/denseReg

3D hand pose estimation via dense regression

Primary LanguagePython

Dense 3D Regression for Hand Pose Estimation

This respository contains tensorflow implementation of the paper. It is developped and tested on Debian GNU/Linux 8 64-bit.

Requirements:

  • python 2.7
  • tensorflow == 1.3
  • tfplot (for visualization on tf summary files)
  • matplotlib >= 2.0.2
  • numpy
  • opencv >= 2.4 (optional, for cpu visualization)

Data Preparations:

Download the datasets, create soft links for them to exp/data and run python data/${dataset}.py to create the TFRecord files. Details are here.

Usage:

Both training and testing functions are provided by model/hourglass_um_crop_tiny.py. Here is an example:

python model/hourglass_um_crop_tiny.py --dataset 'icvl' --batch_size 40 --num_stack 2 --fea_num 128 --debug_level 2 --is_train True

where the hyper parameter configuration is explained in the source python files.

Results:

We provide the estimation results by the proposed method for ICVL, NYU, MSRA15. They are xyz coordinates in mm, the 2D projection method is in the function xyz2uvd from here. Check here for comparison to other methods.

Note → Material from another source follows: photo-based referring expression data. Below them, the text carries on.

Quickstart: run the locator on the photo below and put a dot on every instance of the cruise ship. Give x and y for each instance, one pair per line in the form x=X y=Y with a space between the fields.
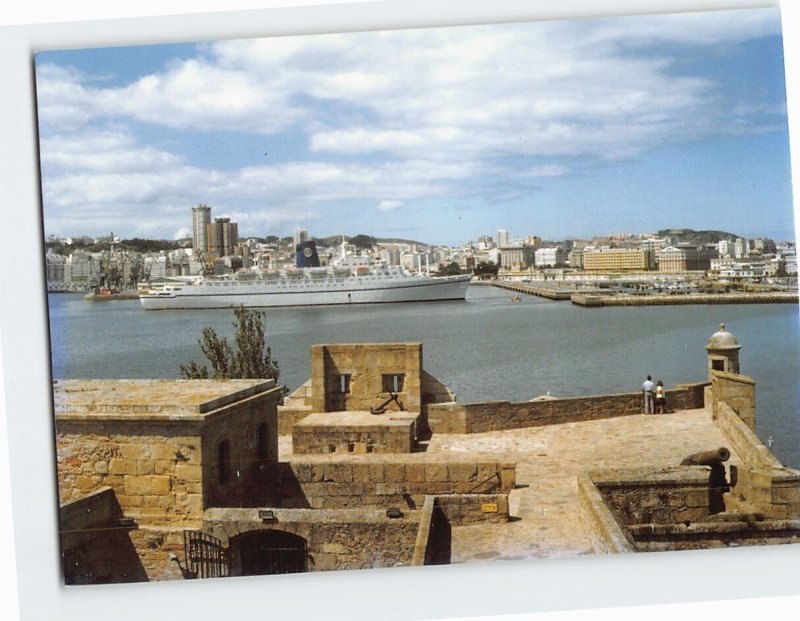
x=350 y=281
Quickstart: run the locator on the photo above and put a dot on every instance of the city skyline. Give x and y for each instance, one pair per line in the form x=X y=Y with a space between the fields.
x=624 y=124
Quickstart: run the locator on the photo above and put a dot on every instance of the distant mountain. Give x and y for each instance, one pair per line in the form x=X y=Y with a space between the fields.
x=697 y=237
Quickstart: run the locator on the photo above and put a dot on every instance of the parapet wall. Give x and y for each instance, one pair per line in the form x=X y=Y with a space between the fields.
x=365 y=483
x=499 y=415
x=738 y=391
x=614 y=506
x=346 y=539
x=743 y=439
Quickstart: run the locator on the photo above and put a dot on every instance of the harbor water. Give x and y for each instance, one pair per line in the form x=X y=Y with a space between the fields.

Thanks @xinghaochen for providing the comparison.

Pretrained Models:

Run the script to download and install the corresponding trained model of datasets. $ROOT denote the root path of this project.

cd $ROOT
./exp/scripts/fetch_icvl_models.sh
./exp/scripts/fetch_msra_models.sh
./exp/scripts/fetch_nyu_models.sh

To perform testing, simply run

python model/hourglass_um_crop_tiny.py --dataset 'icvl' --batch_size 3 --num_stack 2 --num_fea 128 --debug_level 2 --is_train False
python model/hourglass_um_crop_tiny.py --dataset 'nyu' --batch_size 3 --num_stack 2 --num_fea 128 --debug_level 2 --is_train False
python model/hourglass_um_crop_tiny.py --dataset 'msra' --pid 0 --batch_size 3 --num_stack 2 --num_fea 128 --debug_level 2 --is_train False

in which msra dataset should use pid to indicate which person to test on. In the testing function, the third augument is used to indicate which model with corresponding training step will be restored. We use step of -1 to indicate our pre-trained model.